A trainare l’economia belga, come per tutti gli stati ad economia avanzata, è il settore dei servizi, che vede la presenza sul territorio nazionale di molte compagnie straniere. I maggiori settori di produzione dell’industria sono invece quelli dei prodotti chimici (inclusi i farmaceutici) e dell’ingegneria leggera (componenti auto, apparecchiature elettroniche, ecc.).
Il Belgio è dipendente in misura significativa dalle importazioni di energia, che nel 2010 arrivavano a coprire il 73% del suo consumo primario.
La maggior parte della domanda energetica interna è coperta dall’importazione di petrolio e dei suoi derivati, seguita da quella di gas naturale.
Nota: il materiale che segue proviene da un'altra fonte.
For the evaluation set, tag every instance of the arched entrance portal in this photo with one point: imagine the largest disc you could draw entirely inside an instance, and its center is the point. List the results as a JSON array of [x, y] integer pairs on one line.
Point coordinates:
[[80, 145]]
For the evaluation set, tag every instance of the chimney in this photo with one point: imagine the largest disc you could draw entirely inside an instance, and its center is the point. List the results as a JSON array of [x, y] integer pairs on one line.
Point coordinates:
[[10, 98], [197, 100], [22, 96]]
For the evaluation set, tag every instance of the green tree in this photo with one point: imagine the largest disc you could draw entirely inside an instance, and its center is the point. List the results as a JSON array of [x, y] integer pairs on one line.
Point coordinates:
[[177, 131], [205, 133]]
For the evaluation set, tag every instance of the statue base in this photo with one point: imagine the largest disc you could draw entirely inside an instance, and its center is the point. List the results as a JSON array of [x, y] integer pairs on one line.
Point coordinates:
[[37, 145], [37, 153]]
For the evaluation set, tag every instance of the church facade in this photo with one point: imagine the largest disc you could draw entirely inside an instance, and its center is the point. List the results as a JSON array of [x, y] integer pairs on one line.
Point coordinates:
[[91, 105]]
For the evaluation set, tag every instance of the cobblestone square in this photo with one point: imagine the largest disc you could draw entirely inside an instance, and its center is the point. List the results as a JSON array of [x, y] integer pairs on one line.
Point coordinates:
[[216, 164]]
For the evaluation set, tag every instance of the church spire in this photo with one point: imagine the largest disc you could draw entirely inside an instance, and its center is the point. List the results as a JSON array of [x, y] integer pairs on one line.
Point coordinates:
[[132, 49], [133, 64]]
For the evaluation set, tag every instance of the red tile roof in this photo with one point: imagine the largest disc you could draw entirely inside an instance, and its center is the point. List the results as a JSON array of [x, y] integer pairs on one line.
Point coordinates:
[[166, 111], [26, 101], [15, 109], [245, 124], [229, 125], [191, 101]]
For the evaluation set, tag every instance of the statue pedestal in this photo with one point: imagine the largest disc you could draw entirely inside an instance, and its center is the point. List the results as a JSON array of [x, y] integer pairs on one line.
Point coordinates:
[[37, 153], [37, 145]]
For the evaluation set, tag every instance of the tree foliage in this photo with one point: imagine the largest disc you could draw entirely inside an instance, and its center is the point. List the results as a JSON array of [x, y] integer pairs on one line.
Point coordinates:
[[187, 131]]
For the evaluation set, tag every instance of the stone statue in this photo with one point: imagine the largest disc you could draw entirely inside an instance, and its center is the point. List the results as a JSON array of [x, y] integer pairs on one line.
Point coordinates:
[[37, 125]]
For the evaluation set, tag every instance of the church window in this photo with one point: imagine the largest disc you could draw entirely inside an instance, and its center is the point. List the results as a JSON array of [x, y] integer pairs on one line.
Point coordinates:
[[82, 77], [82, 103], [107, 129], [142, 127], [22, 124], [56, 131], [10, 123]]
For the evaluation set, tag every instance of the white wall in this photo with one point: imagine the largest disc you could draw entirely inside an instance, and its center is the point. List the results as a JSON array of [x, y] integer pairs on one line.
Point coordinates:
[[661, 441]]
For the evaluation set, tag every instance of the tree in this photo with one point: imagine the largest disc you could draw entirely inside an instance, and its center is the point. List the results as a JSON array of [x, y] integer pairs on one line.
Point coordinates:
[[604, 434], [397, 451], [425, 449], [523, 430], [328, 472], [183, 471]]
Il paese dispone attualmente di cinque centrali nucleari attive, (due ora spente per motivi di sicurezza), ma deve comunque comprare all’estero una quota rilevante di elettricità. Il governo belga ha inoltre annunciato, per i prossimi anni, una graduale uscita dal nucleare,
La capacità di trasferimento elettrico dall’estero è tuttavia ancora limitata: per questo il Belgio sta attualmente cooperando con Francia e Paesi Bassi con l’obiettivo di creare un mercato regionale dell’elettricità più efficiente e di accelerare la costruzione di nuove infrastrutture interstatali per il trasporto dell’energia elettrica.
Il Belgio sta progressivamente rafforzando i settori ad alto contenuto tecnologico. In tale ottica, cresce la presenza di parchi scientifici, centri di ricerca, laboratori, università e ‘business park’ in tutto il paese. Ciò, unitamente all’efficienza della forza lavoro, fa sì che la produttività manifatturiera sia superiore alla media europea.
Difesa e sicurezza
Abbandonata la politica della neutralità permanente a seguito dell’invasione tedesca del 1914, e dopo essere stato occupato una seconda volta durante la Seconda guerra mondiale, dal dopoguerra il Belgio non ha più riscontrato gravi minacce alla sicurezza nazionale.
Negli ultimi anni l’elevato indebitamento, gli effetti della crisi economica e le preoccupazioni per l’instabilità interna hanno indotto il paese a contenere le spese per la difesa. Le misure d’austerità prese nell’ottobre 2009 prevedono infatti tagli agli armamenti, e si sta procedendo alla progressiva chiusura di 23 basi e alla riduzione del reclutamento militare.
L’impegno internazionale del paese rimane tuttavia significativo. Le truppe belghe affiancano infatti gli eserciti francese, tedesco e spagnolo negli Eurocorps, contingente Eu acquartierato a Strasburgo. Partecipano inoltre alle missioni di pace delle Nazioni Unite nella Repubblica democratica del Congo (Monuc) – ex colonia belga – e in Libano (Unifil) e a quelle della Nato in Afghanistan (Isaf) e in Kosovo (Kfor). Dal 1977, il Quartier generale delle Forze Alleate della Nato in Europa (Shape) ha sede a Mons, nel sud del Belgio, ed è il luogo deputato all’organizzazione delle operazioni militari coordinate. Infine, a conferma dell’indole cooperativa belga e dei tradizionali rapporti di buon vicinato che il paese intrattiene nell’ambito del Benelux, vi è la costituzione di una flotta navale comune con i Paesi Bassi.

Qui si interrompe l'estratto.